Effets positifs de l’inflation, pas toujours perçus
Qu’elle soit en partie liée aux politiques budgétaires menées sous le mandat de Joe Biden, l’inflation est aussi le résultat d’une conjoncture économique exceptionnelle. Un argument difficile à entendre pour les détracteurs du président démocrate, à l’image de J.D. Vance. A fortiori, si cet argument est couplé de la démonstration que “les dépenses importantes ont aidé l’économie américaine à prendre de l’avance sur les pays pairs.” C’est ce qu’explique l’économiste Paul Krugman une tribune publiée le 11 juillet dernier dans le New York Times.
Cette avance s’observe notamment par le boom des salaires ces dernières années. “Quand on prend les salaires et qu’on enlève l’impact de l’inflation, ils ont cru sous le mandat de Joe Biden”, note ainsi Ruben Nizard, qui précise que “les salaires réels ont augmenté sous le mandat de Biden, bien que cette réalité puisse varier selon les ménages”.
En effet, interrogés par le Centre d’analyse de la demande alimentaire et de durabilité de l’Université Purdue (Indiana), 56% des consommateurs ont pointé du doigt la nourriture lorsqu’on leur a demandé quelle dépense avait le plus augmenté au cours de l’année écoulée.
De la même manière, plus des deux tiers des électeurs déclarent que l’inflation les a frappés plus durement via la hausse des prix des denrées alimentaires, selon une enquête réalisée en novembre 2023 par Yahoo Finance/Ipsos.

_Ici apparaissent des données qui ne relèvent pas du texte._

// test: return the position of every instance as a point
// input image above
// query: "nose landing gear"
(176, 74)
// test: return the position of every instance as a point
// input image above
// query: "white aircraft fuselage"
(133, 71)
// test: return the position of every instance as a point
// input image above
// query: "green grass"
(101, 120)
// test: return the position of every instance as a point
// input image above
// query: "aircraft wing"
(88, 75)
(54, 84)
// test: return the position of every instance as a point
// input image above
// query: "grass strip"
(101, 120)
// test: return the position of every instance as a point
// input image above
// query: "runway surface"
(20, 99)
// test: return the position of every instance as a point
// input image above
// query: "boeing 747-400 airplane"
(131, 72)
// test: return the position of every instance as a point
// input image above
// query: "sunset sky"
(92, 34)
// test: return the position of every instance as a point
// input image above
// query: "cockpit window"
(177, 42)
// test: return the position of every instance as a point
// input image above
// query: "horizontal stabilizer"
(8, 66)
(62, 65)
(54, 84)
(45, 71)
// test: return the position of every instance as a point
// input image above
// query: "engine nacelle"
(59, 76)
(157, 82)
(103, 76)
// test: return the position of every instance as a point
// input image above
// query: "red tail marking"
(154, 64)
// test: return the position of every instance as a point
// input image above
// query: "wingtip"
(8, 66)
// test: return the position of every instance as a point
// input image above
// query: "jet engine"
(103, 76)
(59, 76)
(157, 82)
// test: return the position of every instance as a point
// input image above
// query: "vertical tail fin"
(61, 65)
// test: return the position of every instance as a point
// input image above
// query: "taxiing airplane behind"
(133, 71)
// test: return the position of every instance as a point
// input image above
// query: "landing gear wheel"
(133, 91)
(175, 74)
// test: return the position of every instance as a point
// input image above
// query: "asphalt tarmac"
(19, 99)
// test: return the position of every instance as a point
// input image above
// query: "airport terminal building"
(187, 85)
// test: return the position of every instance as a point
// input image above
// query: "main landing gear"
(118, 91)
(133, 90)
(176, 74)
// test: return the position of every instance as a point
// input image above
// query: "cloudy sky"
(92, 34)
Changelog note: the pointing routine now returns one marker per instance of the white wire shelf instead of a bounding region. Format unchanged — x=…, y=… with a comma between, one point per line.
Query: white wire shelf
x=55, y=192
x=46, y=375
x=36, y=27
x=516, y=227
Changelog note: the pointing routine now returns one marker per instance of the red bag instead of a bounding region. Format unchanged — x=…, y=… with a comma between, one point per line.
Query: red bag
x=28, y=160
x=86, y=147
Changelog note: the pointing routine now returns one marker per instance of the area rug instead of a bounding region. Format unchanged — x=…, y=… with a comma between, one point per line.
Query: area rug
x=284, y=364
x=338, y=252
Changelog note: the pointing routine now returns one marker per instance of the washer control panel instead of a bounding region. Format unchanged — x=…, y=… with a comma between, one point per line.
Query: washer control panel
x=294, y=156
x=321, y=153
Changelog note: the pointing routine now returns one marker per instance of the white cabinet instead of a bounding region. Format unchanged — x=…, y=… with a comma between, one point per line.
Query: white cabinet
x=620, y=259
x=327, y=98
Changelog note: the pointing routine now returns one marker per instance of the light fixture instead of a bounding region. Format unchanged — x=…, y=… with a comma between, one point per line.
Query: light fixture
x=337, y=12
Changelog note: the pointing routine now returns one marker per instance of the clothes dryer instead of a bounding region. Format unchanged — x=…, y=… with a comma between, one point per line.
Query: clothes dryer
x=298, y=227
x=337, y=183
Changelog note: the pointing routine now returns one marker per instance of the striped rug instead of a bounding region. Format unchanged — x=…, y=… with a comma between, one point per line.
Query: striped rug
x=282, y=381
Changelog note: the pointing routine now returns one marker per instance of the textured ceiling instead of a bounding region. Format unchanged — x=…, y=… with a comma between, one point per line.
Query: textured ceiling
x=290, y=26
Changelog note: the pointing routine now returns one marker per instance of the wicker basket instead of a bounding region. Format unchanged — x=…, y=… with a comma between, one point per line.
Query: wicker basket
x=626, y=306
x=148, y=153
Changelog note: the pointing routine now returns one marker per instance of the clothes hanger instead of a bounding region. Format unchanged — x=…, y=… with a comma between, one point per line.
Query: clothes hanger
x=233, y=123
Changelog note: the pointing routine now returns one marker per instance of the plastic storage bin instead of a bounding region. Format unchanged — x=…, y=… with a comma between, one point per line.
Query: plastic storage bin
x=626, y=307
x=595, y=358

Ces ressentis peuvent donc être à rebours des chiffres officiels. En effet, selon la Maison Blanche, “bien que le niveau des prix de l’épicerie soit élevé par rapport à celui d’avant la pandémie, les salaires ont également augmenté, de sorte qu’il faut à peu près le même nombre d’heures (3,6 heures) à un travailleur non-cadre moyen pour acheter une semaine de produits d’épicerie qu’en 2019.”
“La même philosophie dans les deux camps”
Finalement, les politiques budgétaires expansionnistes mises en œuvre sous le mandat de Joe Biden ne sont ni les seules responsables de l’inflation ni l’apanage du président démocrate.
Donald Trump avait non seulement lancé des plans d’aide massifs durant la pandémie de Covid-19 mais également adopté “des mesures de baisse de fiscalité pour soutenir l’activité, sans contrepartie en termes de dépenses”. C’est ce que pointe Christophe Blot qui ajoute que “cela s’est traduit par une hausse de l’endettement et par des déficits budgétaires plus élevés”, avant de conclure, “il y a un peu la même philosophie dans les deux camps”.
Par ailleurs, le nouveau projet de Donald Trump, et de son colistier J.D. Vance, intitulé “Project 2025” pourrait aussi coûter cher au contribuable américain. Selon la plateforme éducative américaine PBS Classroom, des économistes ont estimé que, s’il était appliqué, le programme du candidat républicain “provoquerait une explosion de l’inflation, frapperait durement la classe moyenne et – en prolongeant ses réductions d’impôts qui arrivent bientôt à expiration – ajouterait plus de 5000 milliards de dollars supplémentaires à la dette nationale”.
Pour conclure, affirmer que Joe Biden a fait “grimper le coût du logement et de l’alimentation”, comme le fait le colistier de Donald Trump est faux. Cette inflation est le résultat d’une multitude de causes structurelles et conjoncturelles, liées aux choix de politiques monétaires et budgétaires dans un contexte de crise sanitaire et de guerre en Ukraine.